You need to get her out now. Tell your husband he needs to get her to leave or you will. He needs to step up now and prioritise his wife and child.

StarryNightSky26 · 27/12/2021 19:34

Jesus. Both you and your husband just need to grow a pair and tell her to leave.

How could you let this happen? Why did you let her move in at all?

gamerchick · 27/12/2021 19:35

Pack a bag and tell your husband either he gets rid of her or you're going elsewhere until she's gone. This is on him.

Gentle won't work.

Dogscanteatonions · 27/12/2021 19:37

You need to sort this now. Well actually your DH does but if he doesn't I'm afraid you will have to. It will only get worse and you will regret letting her stay for the rest of your life. She will ruin your early precious time with your baby.

Don't let this happen

Bonbon21 · 27/12/2021 19:37

You sit your husband down and tell him she is gone by 5pm tomorrow or you will be.
If he cant support you now before the baby comes, he definitely wont afterwards.
This is ALL about priorities and you should be his.

Babdoc · 27/12/2021 19:38

Crikey, some MILs are just horrific, aren’t they!

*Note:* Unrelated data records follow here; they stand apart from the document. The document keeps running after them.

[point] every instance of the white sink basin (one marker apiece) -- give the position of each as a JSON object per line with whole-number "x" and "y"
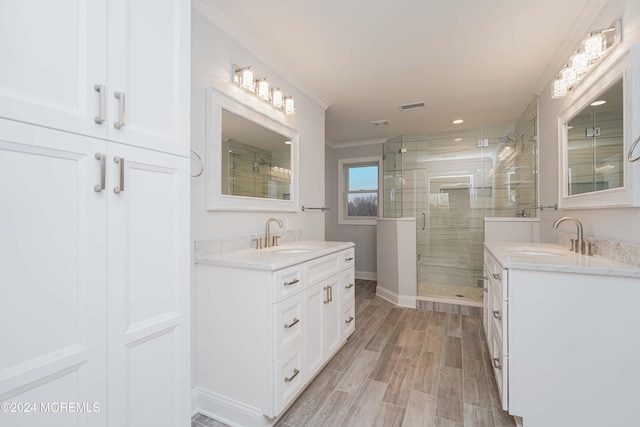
{"x": 539, "y": 252}
{"x": 292, "y": 251}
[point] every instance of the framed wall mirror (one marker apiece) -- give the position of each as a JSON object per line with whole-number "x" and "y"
{"x": 253, "y": 158}
{"x": 596, "y": 131}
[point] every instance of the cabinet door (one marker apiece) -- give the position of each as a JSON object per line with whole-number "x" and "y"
{"x": 54, "y": 53}
{"x": 53, "y": 275}
{"x": 315, "y": 299}
{"x": 149, "y": 55}
{"x": 148, "y": 288}
{"x": 332, "y": 316}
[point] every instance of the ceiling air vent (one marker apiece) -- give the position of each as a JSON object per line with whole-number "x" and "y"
{"x": 378, "y": 123}
{"x": 413, "y": 106}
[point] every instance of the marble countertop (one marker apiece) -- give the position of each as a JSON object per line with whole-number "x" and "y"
{"x": 277, "y": 257}
{"x": 552, "y": 257}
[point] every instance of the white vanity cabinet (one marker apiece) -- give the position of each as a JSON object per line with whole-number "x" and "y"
{"x": 266, "y": 326}
{"x": 496, "y": 308}
{"x": 114, "y": 69}
{"x": 562, "y": 335}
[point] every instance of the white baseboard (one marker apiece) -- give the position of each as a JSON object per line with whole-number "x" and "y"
{"x": 366, "y": 275}
{"x": 225, "y": 410}
{"x": 399, "y": 300}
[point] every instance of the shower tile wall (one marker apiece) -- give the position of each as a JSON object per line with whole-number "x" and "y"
{"x": 450, "y": 185}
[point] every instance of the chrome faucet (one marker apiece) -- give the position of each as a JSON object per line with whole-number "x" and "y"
{"x": 268, "y": 243}
{"x": 578, "y": 245}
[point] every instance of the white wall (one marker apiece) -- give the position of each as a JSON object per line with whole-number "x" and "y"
{"x": 213, "y": 53}
{"x": 364, "y": 236}
{"x": 622, "y": 224}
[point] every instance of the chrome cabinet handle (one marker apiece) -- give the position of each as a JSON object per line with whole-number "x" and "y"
{"x": 100, "y": 118}
{"x": 633, "y": 147}
{"x": 123, "y": 115}
{"x": 292, "y": 324}
{"x": 289, "y": 379}
{"x": 102, "y": 158}
{"x": 293, "y": 282}
{"x": 120, "y": 161}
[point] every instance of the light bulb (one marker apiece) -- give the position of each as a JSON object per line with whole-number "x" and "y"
{"x": 288, "y": 105}
{"x": 276, "y": 97}
{"x": 569, "y": 76}
{"x": 262, "y": 89}
{"x": 593, "y": 47}
{"x": 580, "y": 64}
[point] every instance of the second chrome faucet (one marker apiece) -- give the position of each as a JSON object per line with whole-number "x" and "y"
{"x": 269, "y": 240}
{"x": 578, "y": 245}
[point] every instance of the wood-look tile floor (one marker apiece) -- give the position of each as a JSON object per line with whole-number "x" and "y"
{"x": 401, "y": 367}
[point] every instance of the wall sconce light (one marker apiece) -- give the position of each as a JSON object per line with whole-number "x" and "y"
{"x": 244, "y": 77}
{"x": 276, "y": 97}
{"x": 591, "y": 51}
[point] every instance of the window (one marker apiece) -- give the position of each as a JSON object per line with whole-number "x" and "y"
{"x": 359, "y": 181}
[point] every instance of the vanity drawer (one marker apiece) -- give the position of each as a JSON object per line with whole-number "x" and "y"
{"x": 347, "y": 257}
{"x": 287, "y": 324}
{"x": 323, "y": 267}
{"x": 348, "y": 320}
{"x": 289, "y": 377}
{"x": 499, "y": 362}
{"x": 348, "y": 287}
{"x": 287, "y": 282}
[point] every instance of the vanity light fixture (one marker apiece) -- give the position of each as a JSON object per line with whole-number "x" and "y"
{"x": 592, "y": 49}
{"x": 262, "y": 89}
{"x": 244, "y": 77}
{"x": 276, "y": 97}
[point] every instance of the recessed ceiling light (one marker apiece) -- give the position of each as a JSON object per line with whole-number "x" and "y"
{"x": 412, "y": 106}
{"x": 378, "y": 123}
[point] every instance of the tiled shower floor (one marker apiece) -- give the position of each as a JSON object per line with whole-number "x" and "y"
{"x": 402, "y": 367}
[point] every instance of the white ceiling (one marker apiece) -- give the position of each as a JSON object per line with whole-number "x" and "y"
{"x": 482, "y": 61}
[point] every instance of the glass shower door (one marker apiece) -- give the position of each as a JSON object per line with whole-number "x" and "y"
{"x": 449, "y": 203}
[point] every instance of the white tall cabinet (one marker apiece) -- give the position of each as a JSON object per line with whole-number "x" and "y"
{"x": 94, "y": 284}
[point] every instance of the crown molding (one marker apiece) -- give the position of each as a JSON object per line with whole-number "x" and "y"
{"x": 216, "y": 17}
{"x": 356, "y": 143}
{"x": 576, "y": 33}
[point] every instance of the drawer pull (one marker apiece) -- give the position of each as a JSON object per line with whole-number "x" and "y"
{"x": 496, "y": 363}
{"x": 295, "y": 322}
{"x": 289, "y": 379}
{"x": 293, "y": 282}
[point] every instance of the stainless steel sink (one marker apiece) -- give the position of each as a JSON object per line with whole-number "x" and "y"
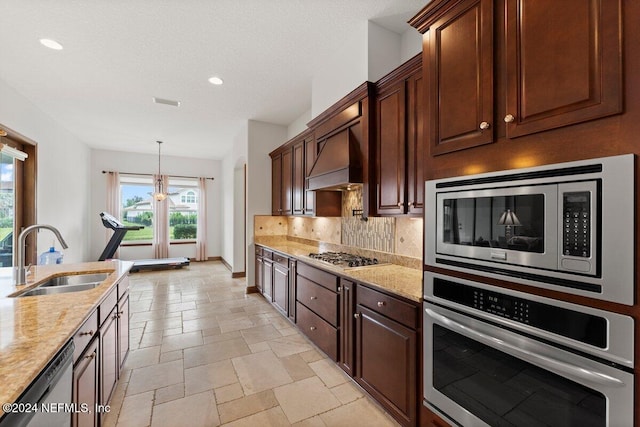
{"x": 64, "y": 284}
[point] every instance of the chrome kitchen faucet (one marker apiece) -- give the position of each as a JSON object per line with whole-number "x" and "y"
{"x": 20, "y": 273}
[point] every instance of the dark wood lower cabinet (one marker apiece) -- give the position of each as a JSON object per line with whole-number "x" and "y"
{"x": 386, "y": 364}
{"x": 109, "y": 360}
{"x": 85, "y": 387}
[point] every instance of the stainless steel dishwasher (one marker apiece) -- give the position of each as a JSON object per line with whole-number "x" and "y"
{"x": 47, "y": 401}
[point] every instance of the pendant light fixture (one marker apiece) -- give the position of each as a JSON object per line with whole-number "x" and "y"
{"x": 159, "y": 194}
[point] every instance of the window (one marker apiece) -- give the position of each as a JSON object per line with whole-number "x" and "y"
{"x": 137, "y": 207}
{"x": 183, "y": 209}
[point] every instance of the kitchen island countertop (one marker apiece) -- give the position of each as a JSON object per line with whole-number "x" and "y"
{"x": 33, "y": 329}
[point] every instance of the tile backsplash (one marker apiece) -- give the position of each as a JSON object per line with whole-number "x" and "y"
{"x": 401, "y": 235}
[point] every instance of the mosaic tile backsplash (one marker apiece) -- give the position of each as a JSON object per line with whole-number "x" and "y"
{"x": 400, "y": 236}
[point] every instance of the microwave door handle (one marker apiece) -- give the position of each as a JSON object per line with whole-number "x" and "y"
{"x": 501, "y": 341}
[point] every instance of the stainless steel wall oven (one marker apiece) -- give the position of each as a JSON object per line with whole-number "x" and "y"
{"x": 500, "y": 357}
{"x": 567, "y": 227}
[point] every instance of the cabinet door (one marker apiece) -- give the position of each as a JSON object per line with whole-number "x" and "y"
{"x": 276, "y": 184}
{"x": 287, "y": 182}
{"x": 259, "y": 273}
{"x": 347, "y": 326}
{"x": 267, "y": 280}
{"x": 281, "y": 287}
{"x": 123, "y": 330}
{"x": 310, "y": 154}
{"x": 459, "y": 66}
{"x": 416, "y": 143}
{"x": 390, "y": 150}
{"x": 85, "y": 387}
{"x": 109, "y": 359}
{"x": 386, "y": 363}
{"x": 298, "y": 170}
{"x": 563, "y": 63}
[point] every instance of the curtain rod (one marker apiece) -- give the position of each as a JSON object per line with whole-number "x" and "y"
{"x": 150, "y": 174}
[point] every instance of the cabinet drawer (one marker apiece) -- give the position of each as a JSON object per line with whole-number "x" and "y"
{"x": 319, "y": 299}
{"x": 281, "y": 259}
{"x": 107, "y": 305}
{"x": 388, "y": 306}
{"x": 320, "y": 332}
{"x": 322, "y": 278}
{"x": 85, "y": 334}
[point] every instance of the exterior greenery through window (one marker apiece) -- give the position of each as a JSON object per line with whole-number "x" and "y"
{"x": 137, "y": 208}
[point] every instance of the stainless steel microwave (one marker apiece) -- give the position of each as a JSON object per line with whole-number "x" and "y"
{"x": 568, "y": 227}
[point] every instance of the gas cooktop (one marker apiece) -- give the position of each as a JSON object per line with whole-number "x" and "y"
{"x": 345, "y": 260}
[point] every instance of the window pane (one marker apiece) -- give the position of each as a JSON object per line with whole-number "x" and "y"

OP, I can only agree with all the PPs - you and DH need to present a united front and get this woman out asap.
Normal MILs don’t behave like this. Mine asked if we would like help. She waited til baby arrived, then came on the next train and stayed one week.
During which she did all the shopping, cooking and cleaning, and let me get on with caring for baby, only offering advice if asked for. She was invaluable - as a mother of five, and grandmother of three (eventually ten!), she was hugely experienced. We were utterly grateful for her assistance, especially as I was very anaemic post delivery and puffing for breath even to get up the stairs.

Nanny0gg · 27/12/2021 19:39

If you have to be kind you can start with 'MiL, thank you so much for your kind offer, BUT...we want to be on our own with our baby. We are about to be parents and we need to find our own way. We will be fine. So it's time for you to go home. Obviously we'll ring you as soon as baby is here' (whether you do or not)

But if you don't do it now, you're stuffed.

Cyw2018 · 27/12/2021 19:39

Move out, immediately, to family/friends/b&b and tell your husband you won't be coming back until mil has gone, along with all her stuff and her food from your freezer. Then make it clear to DH that if their is EVER a repeat of this (or anything similar) you will leave again and won't be coming back.